Due i focus di questa edizione: il cinema iraniano e il cinema palestinese. Si apre giovedì 18 giugno con il documentario Second Breath di Mojgan Ilanlou — girato coraggiosamente con un cellulare, racconta la repressione delle donne da parte del governo iraniano — e con la commedia Thank You for Banking with Us, opera prima della regista palestinese Laila Abbas, che sarà presente in sala.
In apertura, gli attori Rita Pasqualoni, Romano Talevi e Tiziana Bagatella leggeranno poesie iraniane e palestinesi accompagnati dalla musica di Tiziano Novelli. La locandina, firmata dalle street artist LeDiesis, ritrae una giovane donna iraniana nell’atto di bruciare le parole dell’oppressione.
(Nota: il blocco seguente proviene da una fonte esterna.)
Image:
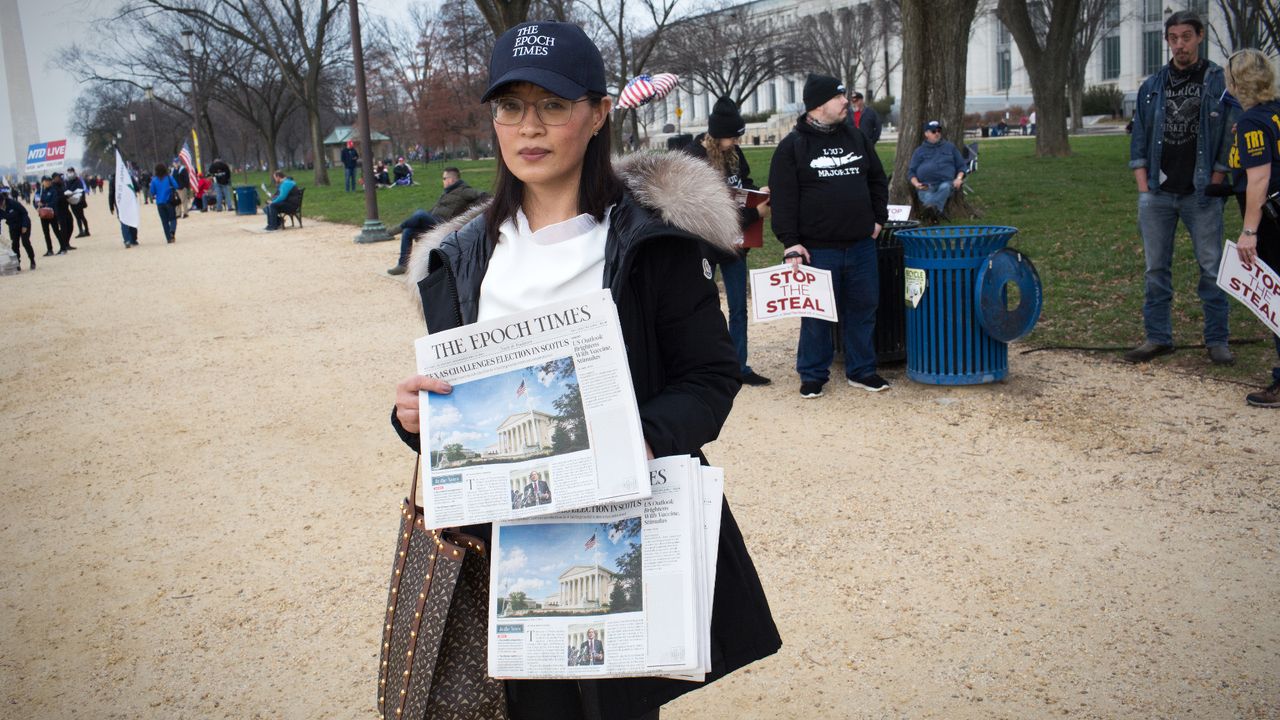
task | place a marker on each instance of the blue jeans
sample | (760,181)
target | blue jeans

“Non credevo mai di poter vedere ancora quest’orrore: un mondo in fiamme”, dichiara la direttrice Fregonese de Filippo, che dedica l’edizione a Marjane Satrapi, recentemente scomparsa, e a tutte le donne, giornaliste e poeti caduti sotto le bombe. “Non abbiamo altre armi che le nostre parole.”
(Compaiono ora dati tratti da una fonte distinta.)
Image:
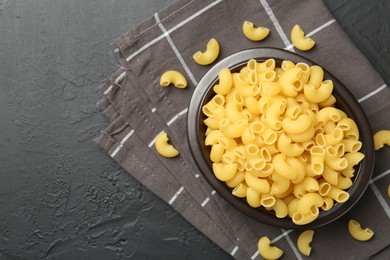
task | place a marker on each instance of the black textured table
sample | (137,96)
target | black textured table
(61,197)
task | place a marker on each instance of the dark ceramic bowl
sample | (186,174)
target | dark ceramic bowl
(345,101)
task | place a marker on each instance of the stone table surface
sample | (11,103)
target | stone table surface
(61,196)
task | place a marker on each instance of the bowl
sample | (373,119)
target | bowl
(345,101)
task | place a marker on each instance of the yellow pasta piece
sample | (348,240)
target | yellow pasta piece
(381,138)
(357,232)
(238,178)
(225,82)
(210,55)
(299,40)
(277,146)
(258,184)
(173,77)
(224,172)
(267,251)
(163,147)
(240,190)
(304,240)
(254,33)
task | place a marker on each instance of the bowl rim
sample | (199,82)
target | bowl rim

Anche quest’anno prosegue la collaborazione con Bookciak, Azione! di cui saranno mostrati al festival una selezione dei corti vincitori 2025 firmati dalle giovani registe e dalle allieve detenute di Rebibbia. L’appuntamento è il 22 giugno (ore 19) CAE per la presentazione e la proiezione di Sulla sabbia di Miriam Pedrozo; P!U’MA di Chiara Leoni con Giulia Alò, Alessandra Cortini, Giulia Greco, Asia Nevi; Spaesamento di Stella Kapitanis con Stefano Alebardi, Vito Alò; Rosa realizzato dalle studentesse-detenute della Sezione R del Liceo Artistico Statale Enzo Rossi di Roma.